Wondering: What is Robotic Welding?
The process of robotic welding requires the mixing of heat and pressure of materials, usually metals. Mainly, manual welding was done until the 1980s when robots for automated space soldering were adopted in the automotive industry. Since then, robotic welding has continued to develop, with approximately 50% of today’s robots used for soldering automation. Welding robots provide more efficiency, consistency, and speed to the skill level of an experienced welder. As witnessed by welder withdrawals and expanding the welding gap in current workers, automation of welding processes is becoming even more important with industrial robots.
Robotic welding means full automation with mechanical manipulation and robotic tooling programmed for handling and welding parts for a welding application. Robotic soldering may also be known as automatic soldering. Industrial robots can complete welds by pre-programmed routes, guidance for the robotic vision system, or a combination of both for more complicated applications. The robotic manipulator’s managed drives ensure accuracy and precision of the results in durable, high-quality welds.
Most robots are six-axis robots that are used to automate soldering applications. These joint robots have a single-arm configuration that is capable of working from any angle because of their wide range of movement. Six-axis welding robots can weld big bits, obtain easy angles or fit in narrow spaces. A top option for manufacturers who want to automate a welding process is the FANUC Arcmate 120ic. For robotic welding, robotic robots can also be used. They are suitable to operate on large welds with their robotic system, but their range of motion is limited to 3 axes.

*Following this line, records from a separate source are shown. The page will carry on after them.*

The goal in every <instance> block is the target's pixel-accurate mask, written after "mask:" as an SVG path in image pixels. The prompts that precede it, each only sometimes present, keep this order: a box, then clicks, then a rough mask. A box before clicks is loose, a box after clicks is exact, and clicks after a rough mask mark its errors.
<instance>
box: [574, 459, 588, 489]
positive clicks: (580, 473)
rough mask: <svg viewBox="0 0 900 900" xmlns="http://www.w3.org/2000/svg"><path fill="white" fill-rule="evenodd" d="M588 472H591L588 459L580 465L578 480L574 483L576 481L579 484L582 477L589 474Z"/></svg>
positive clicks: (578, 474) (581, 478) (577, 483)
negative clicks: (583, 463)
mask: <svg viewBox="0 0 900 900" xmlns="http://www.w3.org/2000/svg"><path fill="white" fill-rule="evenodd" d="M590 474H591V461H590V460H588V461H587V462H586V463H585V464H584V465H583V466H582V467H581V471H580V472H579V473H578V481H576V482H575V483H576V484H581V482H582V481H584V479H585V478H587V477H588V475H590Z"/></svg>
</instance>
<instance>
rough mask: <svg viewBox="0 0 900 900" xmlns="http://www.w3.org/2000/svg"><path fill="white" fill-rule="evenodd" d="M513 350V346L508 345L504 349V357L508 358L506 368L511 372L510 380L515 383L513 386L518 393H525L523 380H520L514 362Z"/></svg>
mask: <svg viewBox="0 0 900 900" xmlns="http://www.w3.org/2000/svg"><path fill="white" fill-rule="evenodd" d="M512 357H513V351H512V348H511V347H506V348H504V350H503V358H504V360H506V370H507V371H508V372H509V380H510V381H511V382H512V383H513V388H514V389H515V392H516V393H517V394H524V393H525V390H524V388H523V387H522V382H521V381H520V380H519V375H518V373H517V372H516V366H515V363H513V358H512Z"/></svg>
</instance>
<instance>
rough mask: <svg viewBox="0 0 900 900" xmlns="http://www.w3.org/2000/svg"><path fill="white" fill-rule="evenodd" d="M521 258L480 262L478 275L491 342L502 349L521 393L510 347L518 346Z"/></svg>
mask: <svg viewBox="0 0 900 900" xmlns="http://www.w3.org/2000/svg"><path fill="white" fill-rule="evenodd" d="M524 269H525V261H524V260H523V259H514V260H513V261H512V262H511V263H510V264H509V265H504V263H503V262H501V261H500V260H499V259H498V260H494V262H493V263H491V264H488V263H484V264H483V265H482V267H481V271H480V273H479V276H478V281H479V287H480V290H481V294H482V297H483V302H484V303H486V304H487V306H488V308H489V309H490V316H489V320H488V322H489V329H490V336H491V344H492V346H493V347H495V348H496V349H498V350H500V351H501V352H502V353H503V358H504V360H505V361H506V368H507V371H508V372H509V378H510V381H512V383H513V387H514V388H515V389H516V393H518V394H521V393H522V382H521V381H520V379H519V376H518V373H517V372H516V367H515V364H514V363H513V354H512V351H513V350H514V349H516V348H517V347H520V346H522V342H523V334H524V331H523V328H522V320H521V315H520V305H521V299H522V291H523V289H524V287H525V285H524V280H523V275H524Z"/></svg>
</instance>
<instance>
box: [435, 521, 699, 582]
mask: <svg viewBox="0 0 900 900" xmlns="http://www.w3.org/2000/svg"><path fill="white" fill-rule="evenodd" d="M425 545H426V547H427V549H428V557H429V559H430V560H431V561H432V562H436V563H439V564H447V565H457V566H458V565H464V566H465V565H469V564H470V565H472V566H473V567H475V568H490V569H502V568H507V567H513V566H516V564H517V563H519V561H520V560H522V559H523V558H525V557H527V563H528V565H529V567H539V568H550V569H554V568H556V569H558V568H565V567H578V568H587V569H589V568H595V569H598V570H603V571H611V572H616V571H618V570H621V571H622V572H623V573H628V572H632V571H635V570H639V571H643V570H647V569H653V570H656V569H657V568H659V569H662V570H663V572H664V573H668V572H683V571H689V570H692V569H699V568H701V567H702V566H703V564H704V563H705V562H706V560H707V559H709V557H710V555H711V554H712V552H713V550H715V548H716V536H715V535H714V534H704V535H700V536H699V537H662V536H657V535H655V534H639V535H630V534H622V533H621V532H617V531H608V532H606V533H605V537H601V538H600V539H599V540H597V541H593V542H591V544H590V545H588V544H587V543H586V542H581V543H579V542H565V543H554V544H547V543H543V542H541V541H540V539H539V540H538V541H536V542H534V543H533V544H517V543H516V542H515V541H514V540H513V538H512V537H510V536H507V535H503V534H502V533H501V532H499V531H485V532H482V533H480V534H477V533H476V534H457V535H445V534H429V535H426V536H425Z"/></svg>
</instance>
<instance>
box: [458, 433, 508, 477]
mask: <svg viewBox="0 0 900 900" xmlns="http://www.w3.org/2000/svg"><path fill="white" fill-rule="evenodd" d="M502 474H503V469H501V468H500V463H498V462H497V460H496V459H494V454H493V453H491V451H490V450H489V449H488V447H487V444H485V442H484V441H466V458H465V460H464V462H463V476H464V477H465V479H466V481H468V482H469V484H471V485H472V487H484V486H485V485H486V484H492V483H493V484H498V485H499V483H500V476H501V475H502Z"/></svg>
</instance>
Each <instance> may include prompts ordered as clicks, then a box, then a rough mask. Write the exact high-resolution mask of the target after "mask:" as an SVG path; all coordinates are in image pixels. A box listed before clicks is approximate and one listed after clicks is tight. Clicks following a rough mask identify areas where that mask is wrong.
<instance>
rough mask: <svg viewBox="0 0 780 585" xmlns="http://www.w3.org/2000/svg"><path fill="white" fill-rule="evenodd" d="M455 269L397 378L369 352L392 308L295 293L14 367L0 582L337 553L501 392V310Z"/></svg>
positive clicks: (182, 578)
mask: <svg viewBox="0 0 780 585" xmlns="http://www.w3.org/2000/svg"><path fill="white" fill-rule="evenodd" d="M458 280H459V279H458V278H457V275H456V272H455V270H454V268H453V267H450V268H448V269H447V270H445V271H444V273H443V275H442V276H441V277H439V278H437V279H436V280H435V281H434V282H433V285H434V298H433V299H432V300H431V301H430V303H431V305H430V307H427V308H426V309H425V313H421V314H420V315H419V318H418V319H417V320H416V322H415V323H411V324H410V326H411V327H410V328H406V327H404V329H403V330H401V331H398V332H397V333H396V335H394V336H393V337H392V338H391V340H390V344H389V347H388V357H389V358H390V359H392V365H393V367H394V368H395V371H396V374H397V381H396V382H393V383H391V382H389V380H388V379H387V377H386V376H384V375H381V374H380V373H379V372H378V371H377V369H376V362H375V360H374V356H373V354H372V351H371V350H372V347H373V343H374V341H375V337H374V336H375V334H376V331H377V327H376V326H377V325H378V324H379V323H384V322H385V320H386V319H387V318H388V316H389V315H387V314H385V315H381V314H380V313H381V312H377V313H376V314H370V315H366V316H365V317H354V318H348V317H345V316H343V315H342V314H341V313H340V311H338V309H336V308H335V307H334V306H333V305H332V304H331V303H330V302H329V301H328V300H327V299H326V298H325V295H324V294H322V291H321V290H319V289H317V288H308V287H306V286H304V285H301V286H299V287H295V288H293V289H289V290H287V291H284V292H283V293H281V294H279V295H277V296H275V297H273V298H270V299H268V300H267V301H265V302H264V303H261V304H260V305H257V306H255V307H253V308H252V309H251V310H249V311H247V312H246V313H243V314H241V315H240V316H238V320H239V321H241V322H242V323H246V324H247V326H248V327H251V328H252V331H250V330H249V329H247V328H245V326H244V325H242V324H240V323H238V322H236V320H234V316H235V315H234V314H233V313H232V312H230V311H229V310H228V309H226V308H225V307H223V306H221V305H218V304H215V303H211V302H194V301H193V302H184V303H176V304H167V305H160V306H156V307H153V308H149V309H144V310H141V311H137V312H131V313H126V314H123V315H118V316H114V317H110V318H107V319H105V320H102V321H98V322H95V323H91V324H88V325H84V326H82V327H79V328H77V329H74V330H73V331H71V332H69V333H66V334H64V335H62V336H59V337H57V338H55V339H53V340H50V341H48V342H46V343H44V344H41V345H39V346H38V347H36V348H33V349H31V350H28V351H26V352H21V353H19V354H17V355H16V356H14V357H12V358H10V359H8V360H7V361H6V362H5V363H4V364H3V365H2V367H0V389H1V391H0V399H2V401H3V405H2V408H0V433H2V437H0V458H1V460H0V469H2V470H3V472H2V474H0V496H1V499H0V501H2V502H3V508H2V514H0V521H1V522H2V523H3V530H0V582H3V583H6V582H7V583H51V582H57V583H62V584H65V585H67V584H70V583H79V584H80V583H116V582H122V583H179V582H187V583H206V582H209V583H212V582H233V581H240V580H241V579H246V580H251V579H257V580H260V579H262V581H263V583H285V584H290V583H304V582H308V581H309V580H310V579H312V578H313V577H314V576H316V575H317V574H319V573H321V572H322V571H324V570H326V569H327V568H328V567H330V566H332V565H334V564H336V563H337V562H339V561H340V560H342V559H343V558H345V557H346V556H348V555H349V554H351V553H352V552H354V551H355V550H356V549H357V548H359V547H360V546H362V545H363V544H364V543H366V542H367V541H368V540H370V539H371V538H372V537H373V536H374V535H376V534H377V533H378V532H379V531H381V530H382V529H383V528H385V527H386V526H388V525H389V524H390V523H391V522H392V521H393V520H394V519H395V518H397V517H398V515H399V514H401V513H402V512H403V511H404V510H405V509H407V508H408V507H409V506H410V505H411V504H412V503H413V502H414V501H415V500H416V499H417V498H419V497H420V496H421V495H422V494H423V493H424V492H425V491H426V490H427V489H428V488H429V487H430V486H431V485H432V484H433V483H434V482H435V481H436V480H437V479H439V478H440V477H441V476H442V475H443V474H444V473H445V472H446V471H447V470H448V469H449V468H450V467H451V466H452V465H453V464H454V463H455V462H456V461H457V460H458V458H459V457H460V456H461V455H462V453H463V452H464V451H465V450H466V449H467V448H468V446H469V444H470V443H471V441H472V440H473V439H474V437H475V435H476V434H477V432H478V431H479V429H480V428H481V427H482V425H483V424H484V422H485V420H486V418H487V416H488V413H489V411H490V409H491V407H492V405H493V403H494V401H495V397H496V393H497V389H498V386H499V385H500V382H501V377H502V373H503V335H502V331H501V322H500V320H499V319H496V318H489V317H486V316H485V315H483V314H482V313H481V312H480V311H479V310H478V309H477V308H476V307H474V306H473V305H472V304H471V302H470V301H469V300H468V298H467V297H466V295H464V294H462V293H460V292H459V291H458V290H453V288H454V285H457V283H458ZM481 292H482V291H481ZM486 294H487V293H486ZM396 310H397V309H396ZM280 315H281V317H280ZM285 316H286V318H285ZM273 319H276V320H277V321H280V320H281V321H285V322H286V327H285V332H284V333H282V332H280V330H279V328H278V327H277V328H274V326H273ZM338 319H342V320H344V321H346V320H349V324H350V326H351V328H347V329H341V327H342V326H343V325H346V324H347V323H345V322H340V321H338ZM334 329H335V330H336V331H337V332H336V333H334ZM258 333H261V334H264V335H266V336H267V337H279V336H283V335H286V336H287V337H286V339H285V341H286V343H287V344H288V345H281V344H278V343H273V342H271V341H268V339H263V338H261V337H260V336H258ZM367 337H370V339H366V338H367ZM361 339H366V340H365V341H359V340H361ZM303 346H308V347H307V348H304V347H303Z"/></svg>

To automate a welding process, more than just an industrial robot is needed. Welding robots should be equipped with a power supply for robot welding, a torch welding, a wire feeder, robotic positioners, and a reamer. In one robotic work cell, all of these components can be contained. The robotic cells provide robots with a secure welding area by protecting floor staff against any welding threat. Workcells permit robots to operate to optimum productivity and efficiency.
A series of steps are initiated and supervised by an operator in the traditional robotic welding phase. The operator starts by holding a workpiece on the first or two workstations from outside the cell. The workpiece is secured and placed with the positioning system. To run the desired welding program, the operator will use the robot controller. After the robot has been picked; the welding process starts inside the work cell while the workpiece is prepared by loading onto the still workpiece. The reamer is designed to clean the welding torch between parts when the welding is done. The ABB 2600 and the FANUC Arc Mate 100ic are common robots used in cells such as these. The positioner rotates with the preloaded piece until washed, and positions it before the robot during the next solder cycle. The operator can detach the completed workpiece from the first workstation, which now is idle.
The application of robotic welding can be divided into two categories: resistance and arc welding. Processes of resistance welding involve spot welding that is commonly used in automotive production. The FANUC R-2000ib offers an example of a spot welding robot. MIG, TIG, FCAW, and plasma welding applications include arc welding processes. The Motoman MA1400 is specially built for arc soldering automation.